Ola Billmont‘s photographs from ‘Knödel und Bier’ take us to the Oktoberfest in Munich, Germany and right into the middle of the revellers drinking their litres of beer and eating everything from Knödel – which are boiled dumplings – to roast chicken, sausages, sauerkraut and cheese noodles. All of it swimming in beery stomachs only to be puked up amidst the dancing, partying and collapsing wherever a space can be found.
The Oktoberfest is the world’s largest funfair and folk festival which runs for 16 days from late September to the first weekend in October. Over six million people, from all over the world, make their way to Munich to drink large quantities of beer – over seven millions litres of beer are consumed – and have fun on the various fairground attractions and at the numerous folk dancing and music events. With a tradition that goes back over 200 years the festival has spawned many imitators over the years yet Munich still retains its unique atmosphere and debaucherous reputation, has a character and a history that marks it out as one of the truly great festivals of the world. And it’s into this melee that Billmont takes his camera, shooting intimate pictures of strangers at their most vulnerable; puking, wasted, exhausted, asleep. These are the antithesis of tourist board postcard images for they reveal the truth, a reckless abandon, a fun time that has been going on for centuries. People letting their hair down, getting dressed up and going mental for two weeks.
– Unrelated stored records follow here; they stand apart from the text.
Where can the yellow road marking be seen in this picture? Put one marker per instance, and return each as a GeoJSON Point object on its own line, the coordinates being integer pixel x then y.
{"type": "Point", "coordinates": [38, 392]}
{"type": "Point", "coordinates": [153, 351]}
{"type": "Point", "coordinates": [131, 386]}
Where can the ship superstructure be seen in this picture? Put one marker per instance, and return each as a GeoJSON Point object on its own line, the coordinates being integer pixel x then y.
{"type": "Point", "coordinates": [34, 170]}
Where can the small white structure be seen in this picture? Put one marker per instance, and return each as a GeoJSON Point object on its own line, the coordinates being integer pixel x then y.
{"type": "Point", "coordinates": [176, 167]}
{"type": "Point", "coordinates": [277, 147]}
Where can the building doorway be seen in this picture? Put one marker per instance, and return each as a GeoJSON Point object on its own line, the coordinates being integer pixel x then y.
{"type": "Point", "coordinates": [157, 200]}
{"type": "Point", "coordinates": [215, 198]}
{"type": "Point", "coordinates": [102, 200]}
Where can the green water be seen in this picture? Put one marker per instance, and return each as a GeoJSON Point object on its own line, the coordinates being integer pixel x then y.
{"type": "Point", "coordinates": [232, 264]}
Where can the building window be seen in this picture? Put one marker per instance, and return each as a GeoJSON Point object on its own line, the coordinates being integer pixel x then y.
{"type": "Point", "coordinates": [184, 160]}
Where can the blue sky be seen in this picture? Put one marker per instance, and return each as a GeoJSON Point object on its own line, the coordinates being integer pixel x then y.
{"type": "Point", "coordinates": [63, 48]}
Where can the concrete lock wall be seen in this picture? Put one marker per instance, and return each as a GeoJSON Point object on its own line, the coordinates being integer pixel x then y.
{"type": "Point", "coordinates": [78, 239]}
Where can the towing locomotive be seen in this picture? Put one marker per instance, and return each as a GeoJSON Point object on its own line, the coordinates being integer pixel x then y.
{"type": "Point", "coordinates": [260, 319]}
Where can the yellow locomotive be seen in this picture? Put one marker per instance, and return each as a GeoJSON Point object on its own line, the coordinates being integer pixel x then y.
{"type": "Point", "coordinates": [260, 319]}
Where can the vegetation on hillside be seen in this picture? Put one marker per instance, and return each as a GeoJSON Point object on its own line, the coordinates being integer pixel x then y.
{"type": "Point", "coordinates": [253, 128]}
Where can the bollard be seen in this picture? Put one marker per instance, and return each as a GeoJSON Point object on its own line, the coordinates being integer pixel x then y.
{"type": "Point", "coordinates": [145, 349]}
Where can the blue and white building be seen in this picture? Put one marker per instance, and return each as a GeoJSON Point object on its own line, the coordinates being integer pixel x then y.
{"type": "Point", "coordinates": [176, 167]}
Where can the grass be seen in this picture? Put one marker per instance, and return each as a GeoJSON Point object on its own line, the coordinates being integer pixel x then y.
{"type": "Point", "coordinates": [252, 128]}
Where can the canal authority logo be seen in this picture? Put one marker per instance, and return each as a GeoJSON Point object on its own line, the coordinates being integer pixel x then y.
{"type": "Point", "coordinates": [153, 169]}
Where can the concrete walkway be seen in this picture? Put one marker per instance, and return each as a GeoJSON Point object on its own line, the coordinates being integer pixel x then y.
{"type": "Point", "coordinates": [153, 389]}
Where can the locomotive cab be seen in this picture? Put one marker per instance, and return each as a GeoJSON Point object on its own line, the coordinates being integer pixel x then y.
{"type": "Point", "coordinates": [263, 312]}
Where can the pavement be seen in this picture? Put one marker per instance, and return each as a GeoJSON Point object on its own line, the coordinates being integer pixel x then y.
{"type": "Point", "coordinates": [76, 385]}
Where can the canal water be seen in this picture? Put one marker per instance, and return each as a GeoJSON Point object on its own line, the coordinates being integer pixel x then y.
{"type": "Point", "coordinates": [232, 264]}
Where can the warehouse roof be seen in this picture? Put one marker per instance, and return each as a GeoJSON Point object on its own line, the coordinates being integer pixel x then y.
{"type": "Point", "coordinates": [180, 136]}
There is a joy in these photographs, a visceral connection between photographer and subject as if Billmont is intimately involved with them and the festival itself. How else could he get so close, so private. There is a sense in his photographs that he’s always moving through the crowd only stopping to take a picture on the fly before the partygoer realises what’s going on. This sense of intrusion gives these photographs an energy and voyeuristic quality that makes them hard to ignore. They are a street photographers dream.